20. Yüzyıl Şiirine 17 Ekim Devrimi Damgasını Vurdu
Boğaziçi Üniversitesi Nâzım Hikmet Kültür ve Sanat Araştırma Merkezi, "Nâzım Hikmet Konferansları" kapsamında, kitapları 25 dile çevrilmiş, ulusal ve uluslararası birçok ödülün sahibi yazar Nedim Gürsel'i ağırladı.
21 YÜZYILDA ŞİİR YERİNİ TÜKETİLEN ROMANA BIRAKTI
Gürsel, Dünya Şairi Nâzım Hikmet adlı yapıtından yola çıkarak, Nâzım Hikmet'in şiirlerinde yenilik ve gelenek sorununu, 20. Yüzyılda şiir ve komünizm, Nâzım Hikmet ile özgürleşen Türk şiiri konu başlıklarındaki sohbetinde Memleketimden İnsan Manzaraları ile dönemin akımlarını değerlendirdi.
"AVRUPA'DA YENİ NESİL KOMÜNİZMİ BİLMİYOR"
Gürsel, 17 Ekim 1017 Devrimi'nin 100. Yılını yaşarken Nâzım Hikmet'i yalnızca kendi eserleri ile değil yüzyıla damgasına vuran komünist akım ile birlikte değerlendirmek gerektiği ile başladığı sözlerine; "20. Yüzyıl özellikle sanat ve şiir adına 'Komünizmin Yüzyıl'ıydı. Nâzım Hikmet, Aragon, Neruda isimlerinin şiirleri ile hayat ve yön bulan yeni akımların yaşandı. Nâzım Hikmet'i de 17 Ekim devrimi ve 1922'de Moskova ile tanışması ile değerlendirmek gerekiyor. Bugün geldiğimiz yüzyılda artık Nâzım Hikmet'in hem şiir hem de söylemlerinde anlattığı ütopya gündemde değil. Avrupa 1989'da Berlin duvarının yıkılmasıyla, SSCB'nin dağılmasıyla artık komünizm söyleminden uzaklaşıyor, Avrupa'da yeni nesil 20.yüzyıla damgasını vuran bu şairleri tanımıyor. 20. Yüzyılda 17 Ekim devrimi ile şekillenen şiir yüzyılıydı. 21. Yüzyılda şiir terk edildi. Yerini tüketilen romanlar aldı" diyerek devam etti.

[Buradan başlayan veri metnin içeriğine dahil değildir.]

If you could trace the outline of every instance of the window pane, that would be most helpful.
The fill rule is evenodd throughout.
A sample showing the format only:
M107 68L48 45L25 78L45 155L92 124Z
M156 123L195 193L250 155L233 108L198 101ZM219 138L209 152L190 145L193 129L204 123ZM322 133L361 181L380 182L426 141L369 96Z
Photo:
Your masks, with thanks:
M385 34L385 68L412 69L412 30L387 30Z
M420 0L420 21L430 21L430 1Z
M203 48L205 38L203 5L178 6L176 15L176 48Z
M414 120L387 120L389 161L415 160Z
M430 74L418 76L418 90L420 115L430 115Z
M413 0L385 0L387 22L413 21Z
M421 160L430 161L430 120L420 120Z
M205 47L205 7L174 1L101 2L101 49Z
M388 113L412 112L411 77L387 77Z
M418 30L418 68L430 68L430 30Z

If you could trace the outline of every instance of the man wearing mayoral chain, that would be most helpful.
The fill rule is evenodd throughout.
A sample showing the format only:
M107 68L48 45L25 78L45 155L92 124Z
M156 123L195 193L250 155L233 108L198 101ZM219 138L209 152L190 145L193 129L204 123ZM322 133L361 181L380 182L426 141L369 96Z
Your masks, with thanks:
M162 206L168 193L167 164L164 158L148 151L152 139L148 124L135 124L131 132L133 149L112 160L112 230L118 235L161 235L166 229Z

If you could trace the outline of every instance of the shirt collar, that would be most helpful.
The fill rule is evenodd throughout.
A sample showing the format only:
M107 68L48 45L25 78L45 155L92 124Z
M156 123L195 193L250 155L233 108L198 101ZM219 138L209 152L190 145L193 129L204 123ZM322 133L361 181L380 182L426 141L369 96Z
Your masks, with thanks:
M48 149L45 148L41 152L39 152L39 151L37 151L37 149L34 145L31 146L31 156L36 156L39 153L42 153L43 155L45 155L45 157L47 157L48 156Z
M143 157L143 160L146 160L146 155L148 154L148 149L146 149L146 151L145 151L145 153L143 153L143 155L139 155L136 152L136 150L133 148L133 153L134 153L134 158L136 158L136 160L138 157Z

"NÂZIM'IN MEZARI MOSKOVA'DA KALMALI"
Nâzım Hikmet'in hayatının en güzel yıllarını hapishanede geçirdiğini ve şiirlerinin, eserlerinin otoritelerce kabul görerek Türkiye'de okutulmasının, hatta gündeme taşınmasını göremediğini anımsatan Gürsel, Nâzım Hikmet'in vasiyetine karşın mezarının Türkiye'ye taşınması tartışmalarında Rusya'da kalması tarafında olduğunu belirtiyor. Yazar Nâzım Hikmet'in Vera ile birlikte yattığı Moskova'da kendisine hayat veren dizelerini yaşadığını ekliyor.
Bursa'da hapishanede yazdığı Memleketimden İnsan Manzaraları eserinin ise yalnızca Nâzım Hikmet'in bir destanı dile getirmek, hikayeleştirmekten çok öteye, Türk edebiyatı ve şiirinde farklı, bir dönemi başlatması ile birlikte değerlendirmek gerektiğini vurgulayan Gürsel; "Nâzım Hikmet'in şiirlerini yenilik ve gelenek sorunsalı bağlamında ele aldığımızda geleneklerin içinde ama kalıpları kıran, özgürleşen ve şiire yeni bir bakış acısı kazandıran yapısı ile bakmak gerekiyor. Nâzım Hikmet'in yeni şeylere doğru, eski kalıpları kırarak geleneklere baş kaydırarak oluşturduğu dizeleri, yerelden evrense giden bir bağ kurarak bir dünya şairi doğurdu. Bu şair 20. Yüzyıla damgasını vururken, kendi halkının kendisini okuduğunu göremeden öldü. Bugün kendi halkı tarafından böylesine sahip çıkılmasına karşın artık yeni nesil komünizmi bilmiyor" dedi.